Homemade keto bread, pizza crust and keto bagels are probably one of the most popular recipes people search for when they are starting on a ketogenic diet. You just can’t beat a New York bagel with a crunchy crust and a soft and chewy middle.
A freshly baked everything bagel (with all the carbs) is one of the things I miss most from my visits to New York City when I was younger. Especially when they were still warm – that chewy crust with a light and airy middle is what carb lover dreams are made of.

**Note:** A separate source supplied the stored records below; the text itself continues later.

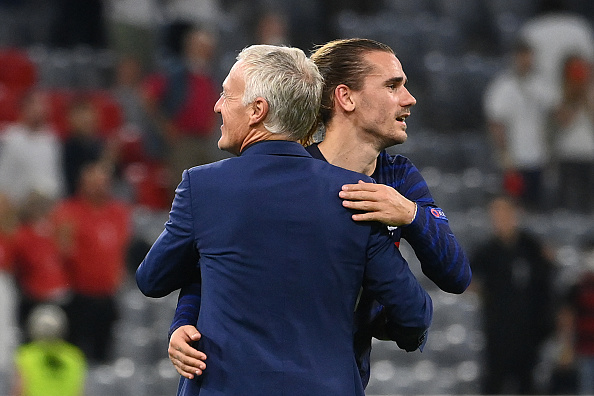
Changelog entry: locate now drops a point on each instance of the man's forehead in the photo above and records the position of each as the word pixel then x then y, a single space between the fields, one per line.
pixel 384 64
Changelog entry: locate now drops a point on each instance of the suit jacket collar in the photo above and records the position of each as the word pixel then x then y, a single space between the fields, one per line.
pixel 276 147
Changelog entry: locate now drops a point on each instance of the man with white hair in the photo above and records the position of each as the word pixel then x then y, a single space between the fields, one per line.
pixel 281 261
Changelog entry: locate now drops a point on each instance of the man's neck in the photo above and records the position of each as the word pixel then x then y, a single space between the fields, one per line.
pixel 348 152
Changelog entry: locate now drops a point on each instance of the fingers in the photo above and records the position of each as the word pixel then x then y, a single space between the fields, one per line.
pixel 185 366
pixel 187 360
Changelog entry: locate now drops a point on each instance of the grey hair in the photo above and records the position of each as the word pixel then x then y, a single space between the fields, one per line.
pixel 289 81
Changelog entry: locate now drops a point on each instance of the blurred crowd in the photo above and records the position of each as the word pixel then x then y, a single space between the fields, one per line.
pixel 103 103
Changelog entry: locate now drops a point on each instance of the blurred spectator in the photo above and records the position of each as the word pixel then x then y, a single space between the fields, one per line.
pixel 554 34
pixel 273 29
pixel 139 126
pixel 516 110
pixel 8 224
pixel 204 12
pixel 132 29
pixel 182 99
pixel 79 23
pixel 83 143
pixel 94 229
pixel 573 137
pixel 513 274
pixel 30 159
pixel 48 365
pixel 577 324
pixel 39 269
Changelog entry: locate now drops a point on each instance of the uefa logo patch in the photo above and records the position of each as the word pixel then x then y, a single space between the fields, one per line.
pixel 438 213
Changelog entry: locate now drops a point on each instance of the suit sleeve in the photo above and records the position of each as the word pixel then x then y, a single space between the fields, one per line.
pixel 188 307
pixel 408 307
pixel 441 256
pixel 172 261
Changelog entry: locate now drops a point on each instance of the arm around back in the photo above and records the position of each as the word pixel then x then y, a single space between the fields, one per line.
pixel 408 307
pixel 172 261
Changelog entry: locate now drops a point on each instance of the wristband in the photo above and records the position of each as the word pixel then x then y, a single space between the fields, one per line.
pixel 414 214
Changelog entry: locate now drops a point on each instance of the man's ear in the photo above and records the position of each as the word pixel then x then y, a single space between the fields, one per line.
pixel 343 97
pixel 258 111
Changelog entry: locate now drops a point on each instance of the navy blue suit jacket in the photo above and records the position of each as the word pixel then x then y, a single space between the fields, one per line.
pixel 281 265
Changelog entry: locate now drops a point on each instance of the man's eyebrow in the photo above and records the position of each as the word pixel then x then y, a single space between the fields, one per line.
pixel 395 81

CAN I EAT A BAGEL ON KETO?
Yes! With just a few simple ingredients, you can make your own gluten free bagels in no time at all. And the best part? You probably already have everything in your fridge or pantry, especially if you’ve been following a grain free lifestyle for a while.
This Keto bagels recipe uses almond flour and coconut flour. It is based off of the infamous fathead dough recipe for pizza crust that’s all over the internet.
WHAT IS FATHEAD DOUGH PIZZA?
So what do you need to make fathead dough? All you need is a combination of cheese, eggs and flour.
HOW TO MAKE FATHEAD DOUGH?
To make fathead dough, you simply melt some mozzarella cheese and cream cheese together in a large mixing bowl.
Once the cheese is melted, you add an egg and your preferred grain free flour. Knead the mixture with your hands to form a pizza dough and roll it out between two parchment papers so that it doesn’t stick. Bake the crust in the oven until golden brown and add desired toppings.
INGREDIENTS FOR GLUTEN FREE BAGELS:
For our fathead bagel dough bagel recipe, you’re going to need:
- shredded Mozzarella
- Laughing Cow Cheese – Plain or White Cheddar (you can also use Cream Cheese)
- Baking Powder – a leavening agent that helps the bagels rise
- Almond Flour – be sure to use superfine blanched almond flour and not almond meal. Almond flour is the main nut flour providing most of the bulk. Measure properly using the spoon and level method.
- Coconut flour: This gluten free flour provides structure and adds volume to the bagels. Coconut flour absorbs a lot of moisture so be sure to measure properly.
- Eggs – binds the dough together
- Everything Bagel Seasoning (this one is from Trader Joe’s)
HOW TO MAKE KETO BAGELS:
- PREHEAT OVEN AND PREPARE YOUR BAKING SHEET: Start off by preheating the oven to 400 F. Line a baking sheet with parchment paper and set aside. Line your work-surface with a silicone mat or parchment paper to prevent sticking.
- MELT THE CHEESES: Melt the mozzarella and laughing cow cheese either over a double boiler or in the microwave in 30 second increments (stirring well in between). Make sure the cheese is completely smooth.
- MIX THE DRY INGREDIENTS: In another large mixing bowl, combine the almond flour, coconut flour and baking powder.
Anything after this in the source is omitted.